Graf Maya · Ständerat · 2025-06-04
Graf Maya · Ständerat · Basel-Landschaft · Grüne Fraktion · 2025-06-04
Wortprotokoll
Die Minderheit Graf Maya beantragt Ihnen bei Artikel 14a Absatz 5, einen Anspruch auf eine Pro-rata-Vergütung der Leistungen nach Artikel 14a Absatz 1 einzuführen, wenn die Person teilweise in einer Institution und teilweise zuhause wohnt.
Viele Menschen mit Unterstützungsbedarf leben einige Tage in einer Institution, aber nicht die gesamte Woche. Das derzeitige System ist daher sowohl im Alters- als auch im Behindertenbereich zu wenig durchlässig und baut für Mischformen trotz hohem Bedarf wenig sinnvolle, ja sogar störende Hürden auf.
Ich gebe Ihnen einige Beispiele: Die Zielgruppe besteht etwa aus jungen Erwachsenen, die sich am Übergang vom Jugend- zum Erwachsenenalter befinden und schrittweise mehr Selbstständigkeit erlangen möchten. Sie sind für ein paar Tage in einer Institution, aber sie sind gleichzeitig auch schon in einer Wohngemeinschaft oder in einer eigenen Wohnung, um das eigene, selbstbestimmte Wohnen zu üben. Eine weitere Gruppe sind junge Menschen in Ausbildung, die unter der Woche in einer Einrichtung leben, das Wochenende zuhause oder mehrere Tage pro Woche in einem privaten Rahmen verbringen, trotz einer grundsätzlich institutionellen Wohnform. Als Mischformen gelten auch Situationen, in denen eine ältere Person zum Beispiel wegen einer Krankheit wie Alzheimer einige Tage der Woche in einer Einrichtung verbringt, andere Tage aber noch bei ihren Angehörigen wohnen möchte.

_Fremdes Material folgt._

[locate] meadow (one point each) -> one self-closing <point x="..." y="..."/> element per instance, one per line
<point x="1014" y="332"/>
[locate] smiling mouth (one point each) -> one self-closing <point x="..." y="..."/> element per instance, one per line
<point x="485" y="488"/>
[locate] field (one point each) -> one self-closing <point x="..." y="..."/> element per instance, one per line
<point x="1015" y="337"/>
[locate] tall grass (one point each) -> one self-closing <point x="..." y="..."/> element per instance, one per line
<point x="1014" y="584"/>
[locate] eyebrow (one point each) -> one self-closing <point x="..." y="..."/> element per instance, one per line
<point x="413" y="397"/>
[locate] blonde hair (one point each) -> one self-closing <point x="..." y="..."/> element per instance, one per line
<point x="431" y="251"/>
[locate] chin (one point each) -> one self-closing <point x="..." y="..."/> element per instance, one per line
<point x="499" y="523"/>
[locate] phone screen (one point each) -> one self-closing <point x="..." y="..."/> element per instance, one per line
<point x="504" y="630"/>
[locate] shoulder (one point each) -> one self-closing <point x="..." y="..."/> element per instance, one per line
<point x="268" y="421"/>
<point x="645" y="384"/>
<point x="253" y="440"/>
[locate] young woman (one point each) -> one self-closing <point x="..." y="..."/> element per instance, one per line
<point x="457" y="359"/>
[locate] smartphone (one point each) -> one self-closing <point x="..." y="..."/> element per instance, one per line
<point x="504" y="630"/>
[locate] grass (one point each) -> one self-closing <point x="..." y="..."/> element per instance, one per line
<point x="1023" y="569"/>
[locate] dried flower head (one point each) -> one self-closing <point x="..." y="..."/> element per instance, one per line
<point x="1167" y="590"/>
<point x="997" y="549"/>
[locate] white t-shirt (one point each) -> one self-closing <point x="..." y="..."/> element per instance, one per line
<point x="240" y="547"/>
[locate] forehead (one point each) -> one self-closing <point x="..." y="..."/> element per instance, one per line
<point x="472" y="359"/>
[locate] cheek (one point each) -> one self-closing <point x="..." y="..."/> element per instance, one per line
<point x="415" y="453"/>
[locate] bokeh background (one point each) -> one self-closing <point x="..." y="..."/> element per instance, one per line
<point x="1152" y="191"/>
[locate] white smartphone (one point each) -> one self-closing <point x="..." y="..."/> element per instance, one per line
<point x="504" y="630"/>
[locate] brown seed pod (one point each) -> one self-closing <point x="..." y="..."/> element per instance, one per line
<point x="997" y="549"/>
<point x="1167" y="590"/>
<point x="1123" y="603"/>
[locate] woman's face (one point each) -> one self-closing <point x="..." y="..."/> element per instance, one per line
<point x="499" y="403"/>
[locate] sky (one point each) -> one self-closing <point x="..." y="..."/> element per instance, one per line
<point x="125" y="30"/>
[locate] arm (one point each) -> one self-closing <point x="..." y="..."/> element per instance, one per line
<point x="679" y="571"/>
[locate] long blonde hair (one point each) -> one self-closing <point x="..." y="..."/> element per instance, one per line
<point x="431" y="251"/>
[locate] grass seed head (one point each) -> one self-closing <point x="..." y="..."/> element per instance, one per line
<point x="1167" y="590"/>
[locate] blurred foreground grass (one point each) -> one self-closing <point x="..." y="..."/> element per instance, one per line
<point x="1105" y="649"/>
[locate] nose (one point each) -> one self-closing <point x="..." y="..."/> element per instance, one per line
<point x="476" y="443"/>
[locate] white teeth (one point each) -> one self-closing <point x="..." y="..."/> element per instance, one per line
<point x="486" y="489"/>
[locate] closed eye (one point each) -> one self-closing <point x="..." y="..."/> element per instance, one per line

Solche Übergangssituationen haben im jetzigen System leider keinen Platz, sie nehmen aber zu und sind auch zu begrüssen. Das Bedürfnis nach Durchlässigkeit besteht also bei allen Altersgruppen, doch im Bereich der Ergänzungsleistungen gibt es nur entweder Heim oder daheim. Eine Person hat also entweder eine Heimrechnung oder nicht, und an den anderen Tagen tragen die Angehörigen die Kosten.
Heute versuchen gewisse Institutionen, dem Bedarf nach gemischten Wohnangeboten nachzukommen. Das ist mehrheitlich in der Westschweiz der Fall. Die Entstehung solcher Angebote wird aber gehemmt, denn sie stossen bei der Finanzierung durch die Ergänzungsleistungen an Grenzen. Es braucht daher diese Flexibilisierung, und ich möchte Ihnen mit diesem Minderheitsantrag eine Pro-rata-Vergütung der Leistungen für das betreute Wohnen vorschlagen. Es ist nur ein kleiner Teil der ganzen EL-Rechnung, und die Dualität der Ergänzungsleistungen wird damit nicht gänzlich aufgebrochen. Doch es scheint mir wichtig zu sein, dass wir - gerade wenn wir daran sind, das Bundesgesetz über Ergänzungsleistungen zur Alters-, Hinterlassenen- und Invalidenversicherung zu revidieren - für das betreute Wohnen, dessen Umfang zum Glück zunimmt und wo es Mischformen gibt, eine zeitgemässe Lösung schaffen und die Durchlässigkeit des Systems ermöglichen.
Aus diesen Gründen bitte ich Sie, der Minderheit Graf Maya zu folgen.